Partial Lying Leg Raise
- How to Do It: Lie on the floor and place your hands flat under your glutes to relieve pressure from your lower back. Keep a slight bend in your knees while slowly raising your legs up until they are about 45-degrees from the floor (roughly halfway to a vertical position). Slowly return to the starting position.
- Sets and Reps: 3 x 20
- Rest: 30 seconds between sets.
Three-Way Plank
- How to Do It: Begin on the ground supporting your body on your elbows, forearms, and toes. Maintain a straight body position without sinking or arching your lower back. Hold for 20 seconds. Rotate to one side by shifting your weight to one shoulder and forearm and stacking your feet on top of each other.
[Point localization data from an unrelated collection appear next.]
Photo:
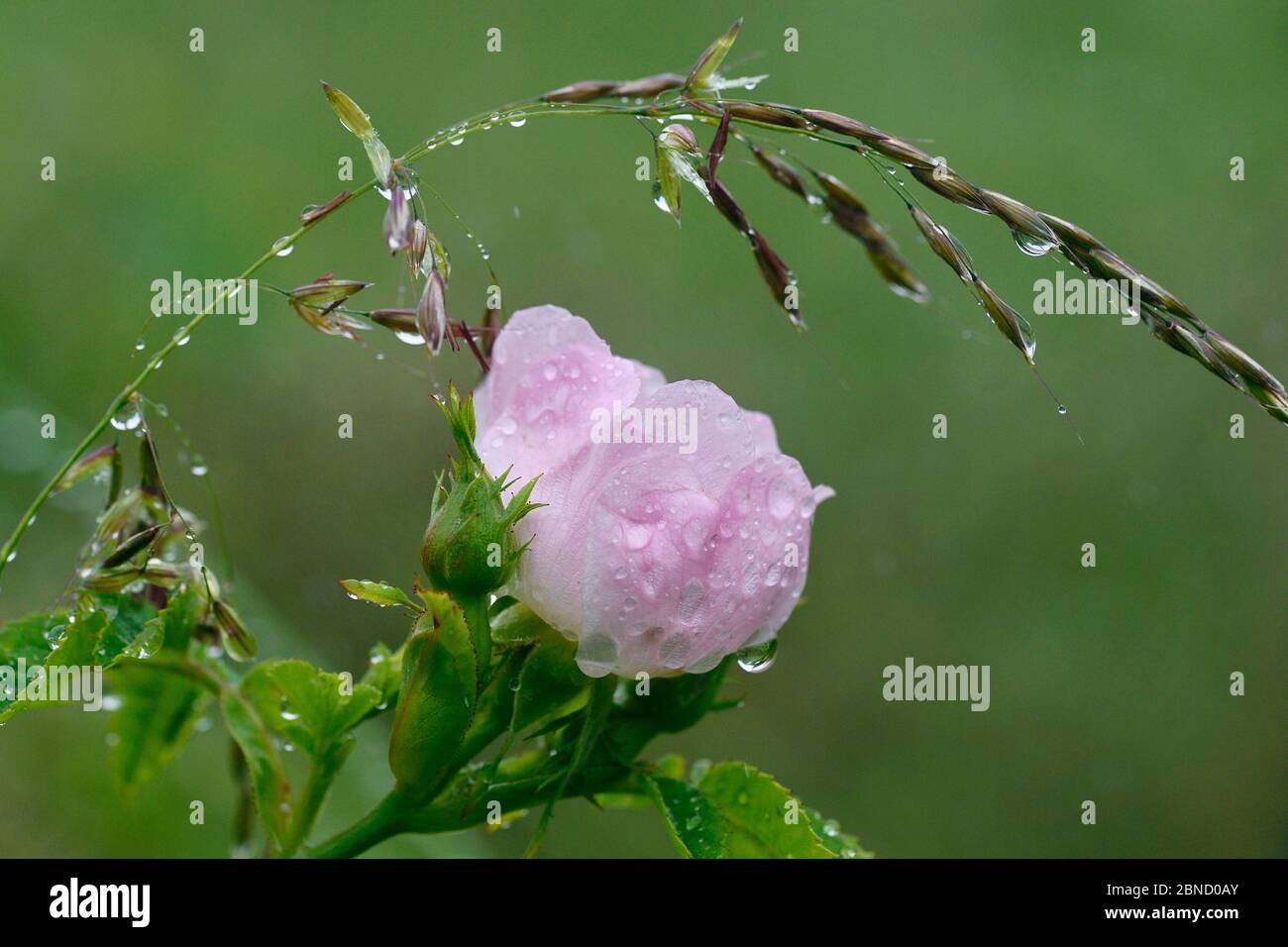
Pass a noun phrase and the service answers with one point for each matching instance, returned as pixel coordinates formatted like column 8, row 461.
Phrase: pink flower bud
column 675, row 531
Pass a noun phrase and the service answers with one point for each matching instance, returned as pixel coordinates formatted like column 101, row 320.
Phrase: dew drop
column 691, row 600
column 128, row 418
column 1030, row 245
column 759, row 657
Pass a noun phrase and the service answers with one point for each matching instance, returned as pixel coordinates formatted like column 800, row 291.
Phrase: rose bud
column 675, row 532
column 469, row 548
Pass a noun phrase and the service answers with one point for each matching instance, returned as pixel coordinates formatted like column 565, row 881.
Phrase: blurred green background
column 1107, row 684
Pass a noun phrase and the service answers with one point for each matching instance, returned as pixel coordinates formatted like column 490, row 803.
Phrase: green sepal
column 436, row 701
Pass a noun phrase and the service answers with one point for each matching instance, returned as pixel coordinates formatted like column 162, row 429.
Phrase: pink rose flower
column 677, row 532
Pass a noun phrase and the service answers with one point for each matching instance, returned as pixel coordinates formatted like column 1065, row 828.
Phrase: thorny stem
column 519, row 787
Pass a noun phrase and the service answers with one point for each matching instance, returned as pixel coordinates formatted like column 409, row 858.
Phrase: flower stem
column 380, row 823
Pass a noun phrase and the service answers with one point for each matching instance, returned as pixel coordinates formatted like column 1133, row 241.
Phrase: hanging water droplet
column 758, row 657
column 128, row 418
column 1031, row 245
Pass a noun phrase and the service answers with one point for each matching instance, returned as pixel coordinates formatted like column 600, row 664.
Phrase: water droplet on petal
column 128, row 418
column 758, row 657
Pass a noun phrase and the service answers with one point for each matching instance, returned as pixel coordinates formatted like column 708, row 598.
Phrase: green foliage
column 158, row 711
column 550, row 684
column 436, row 702
column 378, row 592
column 312, row 709
column 735, row 810
column 270, row 789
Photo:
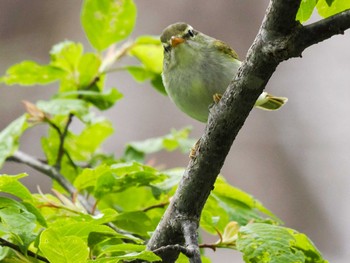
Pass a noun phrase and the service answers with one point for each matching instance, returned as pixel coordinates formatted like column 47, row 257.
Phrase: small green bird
column 198, row 68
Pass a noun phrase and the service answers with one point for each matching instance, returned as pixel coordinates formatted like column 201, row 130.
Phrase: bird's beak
column 174, row 41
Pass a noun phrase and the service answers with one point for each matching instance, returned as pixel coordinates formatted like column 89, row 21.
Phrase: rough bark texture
column 280, row 38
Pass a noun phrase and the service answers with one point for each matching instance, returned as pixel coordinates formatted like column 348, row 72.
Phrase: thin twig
column 50, row 171
column 63, row 136
column 160, row 205
column 6, row 243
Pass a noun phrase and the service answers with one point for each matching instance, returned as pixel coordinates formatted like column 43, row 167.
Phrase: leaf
column 64, row 107
column 229, row 236
column 125, row 175
column 268, row 243
column 149, row 51
column 125, row 247
column 240, row 206
column 107, row 21
column 305, row 10
column 28, row 73
column 82, row 147
column 140, row 73
column 88, row 69
column 17, row 221
column 10, row 184
column 136, row 222
column 63, row 249
column 102, row 101
column 66, row 55
column 170, row 142
column 144, row 255
column 9, row 137
column 328, row 8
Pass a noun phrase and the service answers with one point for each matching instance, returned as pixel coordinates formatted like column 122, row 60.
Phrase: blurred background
column 296, row 161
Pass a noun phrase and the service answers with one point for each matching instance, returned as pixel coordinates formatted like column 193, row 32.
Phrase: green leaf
column 140, row 73
column 107, row 21
column 170, row 142
column 125, row 175
column 28, row 73
column 268, row 243
column 64, row 107
column 136, row 222
column 17, row 221
column 9, row 137
column 149, row 51
column 157, row 83
column 10, row 184
column 305, row 10
column 126, row 247
column 102, row 101
column 82, row 147
column 66, row 55
column 144, row 255
column 326, row 8
column 63, row 249
column 227, row 203
column 88, row 68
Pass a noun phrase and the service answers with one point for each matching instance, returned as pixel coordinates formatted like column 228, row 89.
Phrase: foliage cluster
column 129, row 196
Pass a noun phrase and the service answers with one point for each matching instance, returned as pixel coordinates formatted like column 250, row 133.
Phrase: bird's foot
column 217, row 97
column 194, row 149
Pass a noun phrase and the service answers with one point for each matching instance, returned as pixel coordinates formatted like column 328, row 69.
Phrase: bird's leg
column 217, row 97
column 194, row 149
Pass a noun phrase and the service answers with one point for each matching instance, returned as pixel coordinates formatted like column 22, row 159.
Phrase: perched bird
column 197, row 69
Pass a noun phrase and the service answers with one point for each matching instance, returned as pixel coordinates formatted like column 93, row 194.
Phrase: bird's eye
column 166, row 48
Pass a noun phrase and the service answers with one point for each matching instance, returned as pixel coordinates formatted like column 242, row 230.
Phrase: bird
column 197, row 70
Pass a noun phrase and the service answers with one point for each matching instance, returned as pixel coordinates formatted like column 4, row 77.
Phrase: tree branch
column 279, row 37
column 50, row 171
column 62, row 136
column 5, row 243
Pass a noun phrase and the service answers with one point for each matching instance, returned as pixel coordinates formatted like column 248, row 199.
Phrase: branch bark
column 280, row 38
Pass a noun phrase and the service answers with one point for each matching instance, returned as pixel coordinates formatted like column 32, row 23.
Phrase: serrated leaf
column 230, row 234
column 63, row 249
column 88, row 68
column 149, row 51
column 10, row 184
column 107, row 21
column 125, row 175
column 16, row 221
column 102, row 101
column 140, row 73
column 241, row 206
column 305, row 10
column 326, row 8
column 28, row 73
column 82, row 147
column 268, row 243
column 136, row 222
column 175, row 140
column 9, row 137
column 64, row 107
column 144, row 255
column 66, row 55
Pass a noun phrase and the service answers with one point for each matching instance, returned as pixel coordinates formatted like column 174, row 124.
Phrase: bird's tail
column 269, row 102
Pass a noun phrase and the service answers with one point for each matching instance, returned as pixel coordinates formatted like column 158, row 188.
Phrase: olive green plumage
column 196, row 67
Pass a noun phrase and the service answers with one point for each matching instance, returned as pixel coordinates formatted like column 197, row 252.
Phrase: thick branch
column 50, row 171
column 277, row 40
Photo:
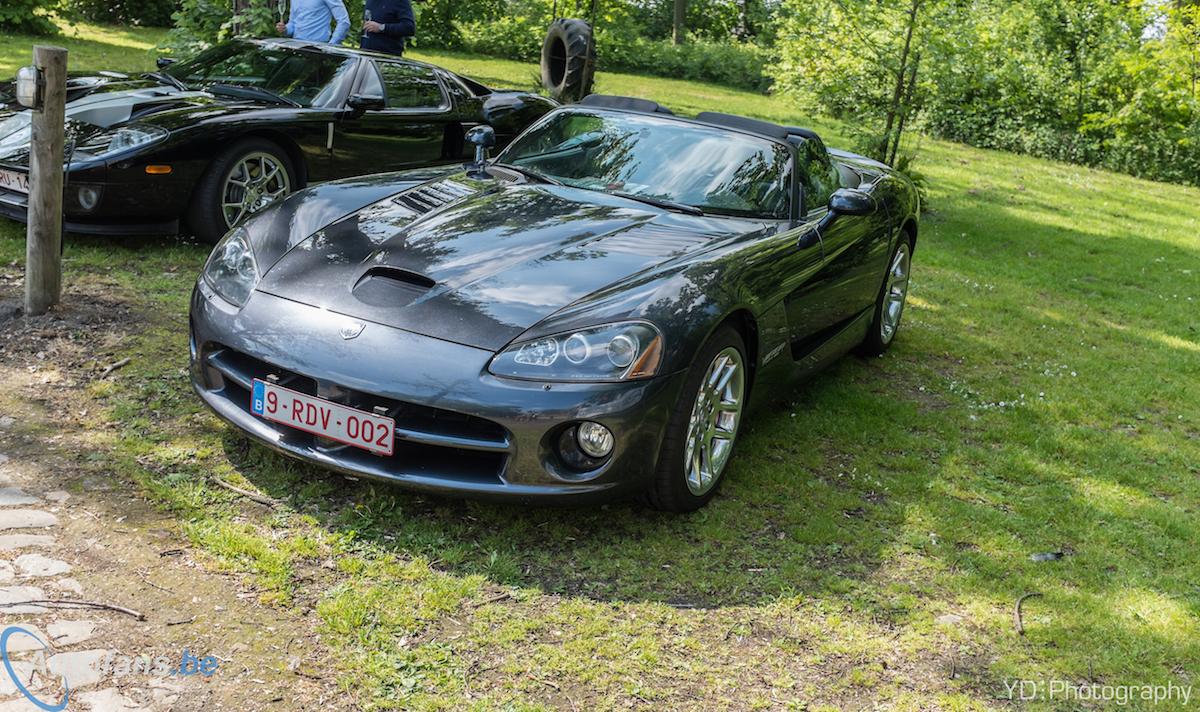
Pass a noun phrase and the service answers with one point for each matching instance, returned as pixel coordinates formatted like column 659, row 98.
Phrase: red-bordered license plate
column 13, row 180
column 376, row 434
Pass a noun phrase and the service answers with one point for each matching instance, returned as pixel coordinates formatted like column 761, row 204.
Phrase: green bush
column 155, row 13
column 25, row 17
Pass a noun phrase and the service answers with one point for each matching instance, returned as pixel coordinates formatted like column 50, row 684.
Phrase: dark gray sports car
column 587, row 315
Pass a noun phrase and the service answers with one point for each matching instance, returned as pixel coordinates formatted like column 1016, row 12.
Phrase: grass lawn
column 873, row 534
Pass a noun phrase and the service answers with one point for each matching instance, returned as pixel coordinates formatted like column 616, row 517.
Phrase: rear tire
column 568, row 60
column 703, row 428
column 217, row 204
column 891, row 301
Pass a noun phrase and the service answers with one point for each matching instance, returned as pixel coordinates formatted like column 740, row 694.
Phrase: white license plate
column 376, row 434
column 13, row 180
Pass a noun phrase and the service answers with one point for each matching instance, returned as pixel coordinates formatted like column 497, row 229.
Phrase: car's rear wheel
column 703, row 426
column 250, row 175
column 889, row 305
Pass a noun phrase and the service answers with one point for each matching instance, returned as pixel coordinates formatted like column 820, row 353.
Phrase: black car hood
column 106, row 102
column 490, row 262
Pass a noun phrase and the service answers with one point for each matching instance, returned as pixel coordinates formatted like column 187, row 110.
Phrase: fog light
column 88, row 197
column 594, row 440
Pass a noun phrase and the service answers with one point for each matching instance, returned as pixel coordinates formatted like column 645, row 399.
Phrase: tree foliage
column 27, row 17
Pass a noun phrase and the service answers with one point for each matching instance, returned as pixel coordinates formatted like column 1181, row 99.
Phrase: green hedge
column 155, row 13
column 25, row 17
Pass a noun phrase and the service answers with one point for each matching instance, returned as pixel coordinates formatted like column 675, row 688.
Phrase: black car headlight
column 119, row 141
column 610, row 352
column 232, row 270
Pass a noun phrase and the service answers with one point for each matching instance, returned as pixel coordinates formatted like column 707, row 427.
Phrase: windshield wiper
column 165, row 78
column 660, row 203
column 529, row 173
column 243, row 91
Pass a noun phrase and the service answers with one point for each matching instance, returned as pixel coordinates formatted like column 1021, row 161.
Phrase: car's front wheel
column 705, row 425
column 889, row 304
column 250, row 175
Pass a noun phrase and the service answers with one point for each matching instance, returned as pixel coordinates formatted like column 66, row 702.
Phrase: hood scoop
column 430, row 197
column 390, row 286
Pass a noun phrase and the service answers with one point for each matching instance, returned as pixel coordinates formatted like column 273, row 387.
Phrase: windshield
column 717, row 171
column 307, row 78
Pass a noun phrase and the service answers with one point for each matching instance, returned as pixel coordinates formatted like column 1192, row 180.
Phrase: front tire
column 889, row 305
column 703, row 426
column 244, row 179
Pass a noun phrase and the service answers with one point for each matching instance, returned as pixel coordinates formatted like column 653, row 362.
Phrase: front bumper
column 460, row 430
column 129, row 202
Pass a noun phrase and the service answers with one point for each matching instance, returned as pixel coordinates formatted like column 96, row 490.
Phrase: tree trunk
column 677, row 25
column 906, row 108
column 901, row 75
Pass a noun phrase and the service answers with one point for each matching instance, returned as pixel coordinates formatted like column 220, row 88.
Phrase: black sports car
column 589, row 313
column 216, row 137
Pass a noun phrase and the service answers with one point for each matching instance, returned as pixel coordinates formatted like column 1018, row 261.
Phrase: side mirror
column 850, row 202
column 364, row 102
column 483, row 138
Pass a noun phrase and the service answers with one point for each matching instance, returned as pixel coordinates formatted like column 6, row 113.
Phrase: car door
column 846, row 283
column 411, row 129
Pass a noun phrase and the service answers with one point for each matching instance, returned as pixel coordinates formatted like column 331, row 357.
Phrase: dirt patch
column 107, row 544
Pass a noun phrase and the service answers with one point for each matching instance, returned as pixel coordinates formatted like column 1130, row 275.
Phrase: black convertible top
column 745, row 124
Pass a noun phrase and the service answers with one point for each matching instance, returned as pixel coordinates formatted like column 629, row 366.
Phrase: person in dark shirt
column 385, row 24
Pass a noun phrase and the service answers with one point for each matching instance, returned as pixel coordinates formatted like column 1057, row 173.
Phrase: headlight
column 231, row 269
column 120, row 141
column 612, row 352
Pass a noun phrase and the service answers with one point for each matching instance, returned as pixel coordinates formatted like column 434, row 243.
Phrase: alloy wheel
column 253, row 183
column 895, row 293
column 715, row 416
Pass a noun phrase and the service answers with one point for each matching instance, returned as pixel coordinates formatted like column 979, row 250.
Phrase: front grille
column 430, row 442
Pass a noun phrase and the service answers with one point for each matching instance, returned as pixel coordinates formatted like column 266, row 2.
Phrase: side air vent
column 432, row 196
column 390, row 286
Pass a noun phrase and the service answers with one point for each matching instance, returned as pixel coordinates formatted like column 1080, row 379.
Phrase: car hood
column 478, row 262
column 109, row 103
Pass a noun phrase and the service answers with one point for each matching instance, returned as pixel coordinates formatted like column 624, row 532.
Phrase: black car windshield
column 297, row 76
column 717, row 171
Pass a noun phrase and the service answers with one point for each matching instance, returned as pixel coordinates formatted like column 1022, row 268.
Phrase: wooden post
column 43, row 235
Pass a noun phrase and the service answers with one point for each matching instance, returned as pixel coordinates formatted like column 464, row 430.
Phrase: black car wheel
column 889, row 305
column 246, row 178
column 705, row 425
column 568, row 60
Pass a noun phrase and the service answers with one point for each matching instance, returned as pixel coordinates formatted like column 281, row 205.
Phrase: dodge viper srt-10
column 217, row 137
column 589, row 313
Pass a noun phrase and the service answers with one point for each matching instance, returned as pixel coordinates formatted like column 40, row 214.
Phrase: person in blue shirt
column 385, row 24
column 310, row 21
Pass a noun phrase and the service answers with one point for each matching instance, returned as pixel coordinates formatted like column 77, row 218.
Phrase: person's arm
column 406, row 27
column 342, row 18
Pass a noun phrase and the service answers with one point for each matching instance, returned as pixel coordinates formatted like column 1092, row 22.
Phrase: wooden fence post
column 43, row 235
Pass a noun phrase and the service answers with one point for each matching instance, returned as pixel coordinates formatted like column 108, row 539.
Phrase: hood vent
column 390, row 286
column 432, row 196
column 653, row 240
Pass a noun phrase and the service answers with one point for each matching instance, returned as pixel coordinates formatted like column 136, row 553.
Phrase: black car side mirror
column 846, row 201
column 483, row 138
column 366, row 102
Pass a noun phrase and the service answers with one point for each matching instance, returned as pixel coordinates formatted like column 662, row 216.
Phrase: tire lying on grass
column 244, row 179
column 568, row 60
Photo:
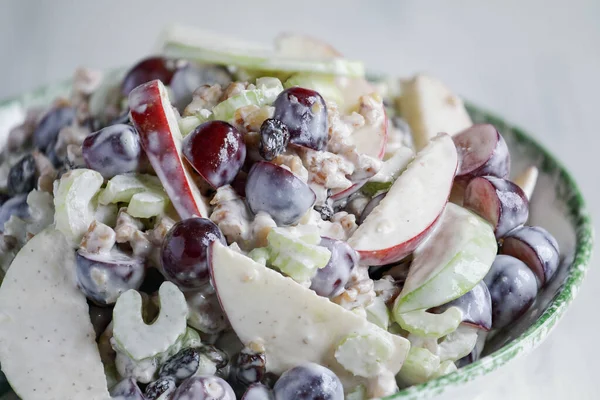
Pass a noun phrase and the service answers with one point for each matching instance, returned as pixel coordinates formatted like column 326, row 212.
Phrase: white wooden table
column 535, row 62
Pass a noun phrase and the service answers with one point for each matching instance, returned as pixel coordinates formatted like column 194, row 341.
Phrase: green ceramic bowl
column 556, row 205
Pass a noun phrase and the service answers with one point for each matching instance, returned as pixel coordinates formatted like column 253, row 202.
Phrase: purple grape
column 482, row 151
column 161, row 388
column 113, row 150
column 274, row 138
column 513, row 288
column 100, row 318
column 258, row 391
column 182, row 365
column 536, row 247
column 216, row 150
column 184, row 252
column 16, row 206
column 309, row 381
column 127, row 389
column 189, row 76
column 476, row 306
column 499, row 201
column 22, row 177
column 304, row 113
column 46, row 132
column 249, row 366
column 147, row 70
column 204, row 388
column 278, row 192
column 331, row 280
column 103, row 277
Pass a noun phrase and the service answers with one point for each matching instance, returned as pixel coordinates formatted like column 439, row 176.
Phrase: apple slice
column 294, row 324
column 403, row 219
column 450, row 263
column 155, row 121
column 430, row 107
column 47, row 341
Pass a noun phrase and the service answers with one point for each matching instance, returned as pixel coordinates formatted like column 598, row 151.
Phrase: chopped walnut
column 233, row 89
column 161, row 227
column 20, row 135
column 327, row 169
column 205, row 313
column 294, row 164
column 261, row 226
column 386, row 289
column 359, row 292
column 72, row 134
column 232, row 216
column 99, row 238
column 47, row 172
column 204, row 97
column 126, row 226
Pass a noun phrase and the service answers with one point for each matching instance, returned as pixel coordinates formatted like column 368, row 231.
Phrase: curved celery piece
column 122, row 187
column 324, row 84
column 427, row 324
column 458, row 344
column 294, row 256
column 139, row 340
column 364, row 355
column 267, row 90
column 73, row 206
column 148, row 204
column 420, row 365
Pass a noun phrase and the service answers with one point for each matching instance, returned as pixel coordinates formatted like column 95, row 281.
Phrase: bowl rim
column 533, row 336
column 576, row 210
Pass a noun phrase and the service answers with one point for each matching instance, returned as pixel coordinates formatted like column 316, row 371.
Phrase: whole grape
column 304, row 113
column 184, row 252
column 309, row 381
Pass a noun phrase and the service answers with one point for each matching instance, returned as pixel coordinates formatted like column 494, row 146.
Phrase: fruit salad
column 226, row 221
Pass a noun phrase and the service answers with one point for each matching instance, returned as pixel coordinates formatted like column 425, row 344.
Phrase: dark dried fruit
column 250, row 366
column 274, row 138
column 162, row 387
column 182, row 365
column 22, row 177
column 217, row 356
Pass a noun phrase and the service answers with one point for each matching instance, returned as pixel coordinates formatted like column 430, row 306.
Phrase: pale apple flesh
column 156, row 123
column 47, row 341
column 430, row 107
column 292, row 322
column 408, row 213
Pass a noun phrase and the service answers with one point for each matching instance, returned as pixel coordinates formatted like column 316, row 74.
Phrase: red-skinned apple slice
column 411, row 208
column 294, row 324
column 156, row 123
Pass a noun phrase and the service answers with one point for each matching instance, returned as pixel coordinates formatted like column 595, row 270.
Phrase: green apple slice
column 423, row 323
column 456, row 256
column 47, row 346
column 74, row 208
column 430, row 107
column 294, row 324
column 191, row 43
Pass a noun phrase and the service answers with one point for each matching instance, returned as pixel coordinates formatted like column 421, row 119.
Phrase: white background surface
column 537, row 63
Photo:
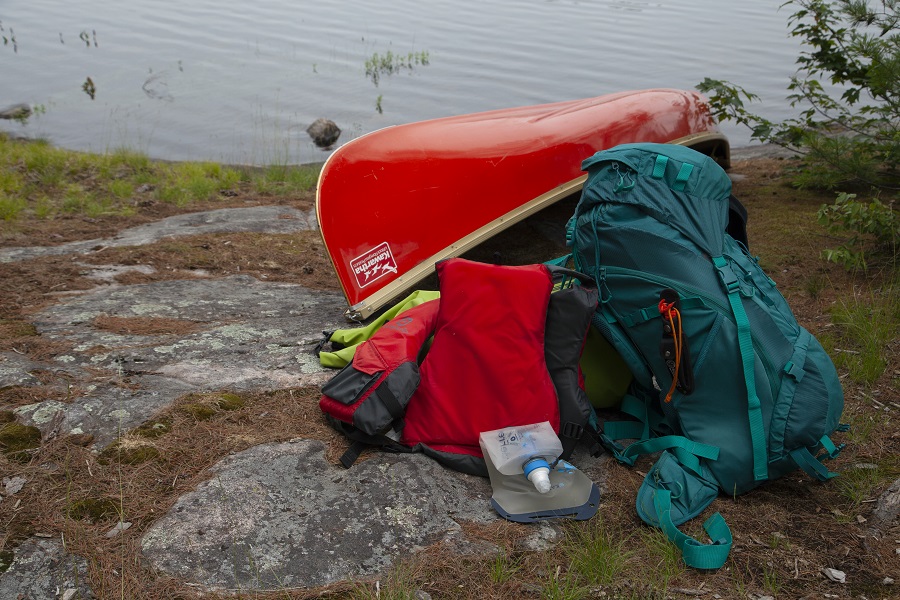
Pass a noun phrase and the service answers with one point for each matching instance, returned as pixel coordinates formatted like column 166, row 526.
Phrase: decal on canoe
column 373, row 265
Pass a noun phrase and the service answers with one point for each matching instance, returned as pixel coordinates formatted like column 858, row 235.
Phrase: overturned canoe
column 392, row 203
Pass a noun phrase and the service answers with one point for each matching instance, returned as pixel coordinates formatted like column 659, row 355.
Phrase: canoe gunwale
column 361, row 311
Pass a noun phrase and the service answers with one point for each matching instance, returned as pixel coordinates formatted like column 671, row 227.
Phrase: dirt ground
column 786, row 531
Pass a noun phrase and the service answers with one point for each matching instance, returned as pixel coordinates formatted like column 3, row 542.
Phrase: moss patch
column 6, row 558
column 153, row 429
column 200, row 412
column 15, row 439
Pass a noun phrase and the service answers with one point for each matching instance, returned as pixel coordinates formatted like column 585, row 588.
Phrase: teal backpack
column 727, row 385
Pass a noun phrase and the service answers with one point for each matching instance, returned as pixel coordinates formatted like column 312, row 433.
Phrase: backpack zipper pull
column 620, row 185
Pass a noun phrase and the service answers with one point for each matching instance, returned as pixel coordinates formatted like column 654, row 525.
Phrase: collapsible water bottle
column 528, row 450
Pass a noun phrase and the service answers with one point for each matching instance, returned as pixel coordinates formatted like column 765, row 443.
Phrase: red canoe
column 392, row 203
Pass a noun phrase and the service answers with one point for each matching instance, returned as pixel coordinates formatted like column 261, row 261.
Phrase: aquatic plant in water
column 390, row 63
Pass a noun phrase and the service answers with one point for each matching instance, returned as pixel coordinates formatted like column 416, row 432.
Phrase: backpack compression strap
column 695, row 554
column 745, row 342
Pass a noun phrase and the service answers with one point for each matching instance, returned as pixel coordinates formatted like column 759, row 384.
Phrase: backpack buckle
column 572, row 430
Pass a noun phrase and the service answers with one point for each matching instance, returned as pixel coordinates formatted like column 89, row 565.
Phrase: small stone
column 324, row 132
column 119, row 528
column 12, row 485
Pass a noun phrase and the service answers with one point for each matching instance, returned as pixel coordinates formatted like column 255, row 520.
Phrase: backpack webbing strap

Don’t allow your hips to sink down. Hold the position for 20 seconds before rotating to the opposite side and holding for 20 seconds. Holding each position — center, one side, and opposite side — completes “one rep.”
- Sets and Reps: 3 sets of one rep.
- Rest: 30 seconds between sets.
Muscles of Your Abs
The abdominals are more than just the “six-pack abs” you might hope to see in the mirror. They consist of a group of muscles, some visible and some equally important below the surface. It’s important to know that the actual “six-pack” separation is determined by fibrous tissues, not any actual muscles, and they can’t be specifically trained.
This is why, no matter what exercises or diet are used, some people may not be anatomically capable of building six or eight separate abdominals. Regardless, hard training and a cleaned-up diet can help reveal how your own abs will look.
Rectus Abdominis
This muscle group is best known as the coveted six-pack (or eight-pack, if your genetics allow it) that plenty of people desire. It originates from your ribs to the front of your pelvis. It helps keep your body stable and brings your ribs and pelvis closer when contracted, like during the classic ab crunch or sit-up exercise.
Transverse Abdominis
This muscle is found underneath the rectus abdominis and helps to stabilize the trunk. It’s an important postural muscle working to provide tension, stability, and support for the upper body. They also help to maintain internal abdominal pressure, which offers support for the spine.
External Obliques
This pair of muscles sit on each side of your rectus abdominus, above the hips. They run from the sides of your body towards your midline, working to rotate your trunk and “crunch” sideways, as well as stabilize your body during those types of twisting movements.
Internal Obliques
This pair of muscles sit below the external obliques and also sit on the sides of your rectus abdominis. They also help rotate and twist your trunk, flex or “crunch” sideways, and provide overall stability.
All About Abs
Whether you have little to no equipment or you’re training at a traditional gym, hitting your abs is possible wherever you are, no matter your goal. All it takes is some discipline, organization, and a consistency. Follow these workouts and you’ll improve your abs in no time. But if you really want to see them shine, you’ll still need to clean up your diet.